TD: What about your cast and crew?

MR: A few days before news of the film got out the young actresses were able to leave the country. Then, once they knew about the film, [the authorities] exerted a huge amount of pressure on the cast and crew inside the country, which means they interrogated everyone multiple times, prevented everyone from leaving the country, and banned people from working. They increased the pressure more and more, in order that my main collaborators would request me to withdraw the film from the main competition at Cannes.

Then, the pressure decreased a little bit. However, we are currently being investigated, and some of us will be judged in absentia inside the country on three charges: act against national security; propaganda against the regime; and spreading corruption and prostitution on Earth.

Image courtesy of NEON

TD: The film includes footage of demonstrations and police brutality, intercut with dramatic scenes. Where did these real-life sequences come from?

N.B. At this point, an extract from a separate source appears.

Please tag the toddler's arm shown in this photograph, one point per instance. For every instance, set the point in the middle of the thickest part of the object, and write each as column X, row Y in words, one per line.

MR: The footage is taken from protesters themselves, because in Iran, due to censorship and repression, journalists are not allowed to document protests. So, it falls upon protesters themselves, who have been documenting protests for a long time. At this time in history, they use mobile phones to capture footage, which they then circulate online.

I was making a film about a family that had become trapped within an apartment so it became very important to show what was happening outside on the streets. And here I was making an underground film, it was impossible to even think of potentially reconstructing such scenes on location.  

TD: At the film’s end, Iman drives the family to his childhood home near ruins in the remote countryside. Does this symbolize that regime apparatchiks like Iman are out of touch and stuck in the past?

MR: It certainly shows there is this ongoing battle between the young generation and older generation that relates to tradition and modernity. 

TD: What’s next for Mohammad Rasoulof?

MR: Well, you know I’m a filmmaker, so naturally I think about making films [laughs]. I’m currently very busy with all the travel, accompanying the film around the world. I can not wait to sit down at my table and decide which film to get started on.

The Seed of the Sacred Fig” is 168 minutes long, in Farsi with English subtitles and theatrically opens Nov. 27.